Millennials are said to be entitled, know-it-all-ish and barely even there.

Could it be, though, that these put-upon beings, born into a world of constant screening and screaming, could be, I don't know, diligent or even hard-working?

A survey, sponsored by cloud accounting firm Freshbooks, has just slithered onto my screen like an inebriated moth who just can't eat any more clothing and demanded my attention.

It consisted of answers committed by 1,000 American freelancers -- representative, allegedly, of all the United States.

They were asked about their work habits and I will ask you to take a deep breath.


56 percent of millennials work more than 40 hours a week. 

You might think this piffling. The surveyors insist it's 8 percent more than those aged 45 and over.

Do business lunches count as work?

20 percent of millennials claim they work more than 60 hours a week. I cannot confirm they've all been financed by the same six Silicon Valley venture capital companies.

A painfully fulsome 70 percent claim they've, gasp, worked on weekends.
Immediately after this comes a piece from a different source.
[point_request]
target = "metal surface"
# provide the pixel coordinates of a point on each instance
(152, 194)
63 percent have worked when they're, oh, sick. (Perhaps the same) dedicated 63 percent have worked on their birthdays. 48 percent have worked on New Year's Eve or New Year's Day.

While their bosses, no doubt, partied.

A strange 27 percent have invoiced a customer while they were on a date. The millennial, not the customer.

Although, it would add a touching twist if the millennial was actually on a date with the customer and, half way through, remembered to invoice them. 

39 percent actually admitted that they work overtime because they, oh, love their jobs.

I'd like you, however, to pause, take one more breath and focus on a particular 32 percent.

These hardy souls insist they've worked in the bathroom. 

It's unrecorded whether they were seated or standing. It's unrecorded whether they were wet or dry. We don't know whether they'd already brushed their teeth or whether they put work before fresh breath.

Please, I think millennials come in the same varieties as do other humans. There's no more a millennial than there is an old person.

Still, those in the millennial generations have largely been served terribly by their elders, who have left them an Earth that's rotting and a set of values that's less than valuable. 

Please, therefore, be stunned, startled or entirely unmoved by the idea that many millennials are utterly dedicated to providing the finest quality of work they can.

Or, at least, to answering surveys in a way that they think will put them in a very positive light.